Factorize the denominator:
2n² + 3n + 1 = (2n + 1) (n + 1)
Expand the summand into partial fractions:
[tex]\dfrac1{2n^2+3n+1} = \dfrac2{2n+1} - \dfrac1{n+1}[/tex]
Then the sum is
[tex]\displaystyle \sum_{n=0}^\infty \frac2{(2n+1)n!} - \sum_{n=0}^\infty \frac1{(n+1)n!}[/tex]
(by the way, you can use \displaystyle to make things like fractions, limits, or sums/integrals render the "right" way)
Recall that for all x,
[tex]\displaystyle e^x = \sum_{k=0}^\infty \frac{x^k}{k!}[/tex]
Integrating both sides yields
[tex]\displaystyle e^x = C + \sum_{k=0}^\infty \frac{x^{k+1}}{(k+1)k!}[/tex]
Taking x = 0 leads to C = e⁰ = 1. Move the constant to the left side and divide by x :
[tex]\displaystyle \frac{e^x - 1}x = \sum_{k=0}^\infty \frac{x^k}{(k+1)k!}[/tex]
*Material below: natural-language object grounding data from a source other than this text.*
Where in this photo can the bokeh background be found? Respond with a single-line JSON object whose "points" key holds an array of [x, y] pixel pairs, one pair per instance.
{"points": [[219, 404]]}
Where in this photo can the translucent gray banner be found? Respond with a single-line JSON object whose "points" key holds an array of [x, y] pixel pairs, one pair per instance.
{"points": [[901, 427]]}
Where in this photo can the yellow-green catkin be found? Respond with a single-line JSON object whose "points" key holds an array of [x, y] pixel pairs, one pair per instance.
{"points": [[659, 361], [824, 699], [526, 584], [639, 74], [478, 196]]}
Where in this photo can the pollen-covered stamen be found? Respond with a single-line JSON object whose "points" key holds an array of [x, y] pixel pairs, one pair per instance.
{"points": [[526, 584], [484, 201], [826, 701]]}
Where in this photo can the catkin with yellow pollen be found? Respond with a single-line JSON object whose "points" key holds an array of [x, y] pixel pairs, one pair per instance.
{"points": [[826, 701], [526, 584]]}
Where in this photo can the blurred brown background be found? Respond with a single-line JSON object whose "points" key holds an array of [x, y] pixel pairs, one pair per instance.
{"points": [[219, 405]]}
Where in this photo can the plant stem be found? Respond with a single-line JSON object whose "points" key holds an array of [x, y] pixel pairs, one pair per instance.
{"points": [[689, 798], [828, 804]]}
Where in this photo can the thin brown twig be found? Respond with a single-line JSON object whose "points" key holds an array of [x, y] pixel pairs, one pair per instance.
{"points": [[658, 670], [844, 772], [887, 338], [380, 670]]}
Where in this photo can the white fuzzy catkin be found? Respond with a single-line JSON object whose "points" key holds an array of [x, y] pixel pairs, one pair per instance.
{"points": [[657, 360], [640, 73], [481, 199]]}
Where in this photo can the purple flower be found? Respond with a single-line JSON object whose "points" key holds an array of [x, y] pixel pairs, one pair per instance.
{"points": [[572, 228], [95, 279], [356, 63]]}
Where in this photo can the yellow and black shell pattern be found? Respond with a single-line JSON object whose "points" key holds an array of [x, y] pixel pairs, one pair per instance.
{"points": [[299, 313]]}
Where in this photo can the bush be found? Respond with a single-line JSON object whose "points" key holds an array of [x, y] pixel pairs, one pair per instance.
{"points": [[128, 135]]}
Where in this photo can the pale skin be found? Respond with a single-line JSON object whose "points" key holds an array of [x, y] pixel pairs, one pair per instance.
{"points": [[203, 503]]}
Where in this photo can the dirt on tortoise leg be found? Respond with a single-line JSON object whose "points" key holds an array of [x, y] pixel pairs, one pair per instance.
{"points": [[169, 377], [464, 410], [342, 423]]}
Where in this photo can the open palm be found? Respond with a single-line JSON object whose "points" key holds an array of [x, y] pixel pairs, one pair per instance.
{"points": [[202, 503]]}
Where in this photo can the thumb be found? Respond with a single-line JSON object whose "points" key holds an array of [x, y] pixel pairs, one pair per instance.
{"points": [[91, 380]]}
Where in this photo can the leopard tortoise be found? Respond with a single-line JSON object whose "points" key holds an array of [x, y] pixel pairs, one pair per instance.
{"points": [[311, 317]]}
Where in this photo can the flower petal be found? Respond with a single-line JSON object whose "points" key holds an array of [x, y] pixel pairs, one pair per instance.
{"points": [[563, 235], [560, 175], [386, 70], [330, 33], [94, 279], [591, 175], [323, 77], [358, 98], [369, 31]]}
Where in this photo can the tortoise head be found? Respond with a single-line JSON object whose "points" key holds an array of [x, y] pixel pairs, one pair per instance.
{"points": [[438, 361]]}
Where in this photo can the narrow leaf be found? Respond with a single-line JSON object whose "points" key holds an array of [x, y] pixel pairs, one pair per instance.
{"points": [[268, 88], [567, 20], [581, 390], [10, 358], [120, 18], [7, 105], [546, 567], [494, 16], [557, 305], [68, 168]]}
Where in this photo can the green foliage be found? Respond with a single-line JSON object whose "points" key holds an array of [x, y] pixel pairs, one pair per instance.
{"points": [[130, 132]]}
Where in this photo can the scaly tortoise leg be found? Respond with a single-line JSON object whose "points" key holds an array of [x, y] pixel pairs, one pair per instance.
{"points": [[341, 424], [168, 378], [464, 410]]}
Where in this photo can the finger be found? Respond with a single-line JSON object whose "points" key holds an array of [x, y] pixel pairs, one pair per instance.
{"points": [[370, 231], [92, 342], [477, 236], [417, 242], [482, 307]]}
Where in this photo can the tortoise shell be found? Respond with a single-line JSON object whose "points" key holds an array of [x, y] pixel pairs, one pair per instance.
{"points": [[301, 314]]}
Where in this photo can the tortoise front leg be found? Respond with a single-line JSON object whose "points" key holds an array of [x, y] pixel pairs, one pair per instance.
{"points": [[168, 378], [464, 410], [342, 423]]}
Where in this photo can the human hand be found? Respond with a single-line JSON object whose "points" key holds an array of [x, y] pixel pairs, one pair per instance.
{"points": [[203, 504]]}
Replacing x with x² in the series for eˣ gives
[tex]\displaystyle e^{x^2} = \sum_{k=0}^\infty \frac{x^{2k}}{k!}[/tex]
By the fundamental theorem of calculus,
[tex]\displaystyle \int_{x_0}^x e^{t^2} \, dt = C + \sum_{k=0}^\infty \frac{x^{2k+1}}{(2k+1)k!}[/tex]
where x₀ is some constant. If we choose x₀ = 0, setting x = 0 elsewhere leads to C = 0.
Putting everything together, the series has a value of
[tex]\displaystyle \sum_{n=0}^\infty \frac1{(2n^2+3n+1)n!} = \boxed{2\int_0^1 e^{t^2} \, dt - (e-1)}[/tex]
and you could write the integral in terms of the so-called error function,
[tex]\mathrm{erf}(z) = \displaystyle \frac2{\sqrt\pi} \int_0^z e^{-t^2} \, dt[/tex]
or perhaps more appropriately, the imaginary error function,
[tex]\mathrm{erfi}(z) = \dfrac{\mathrm{erf}(iz)}i[/tex]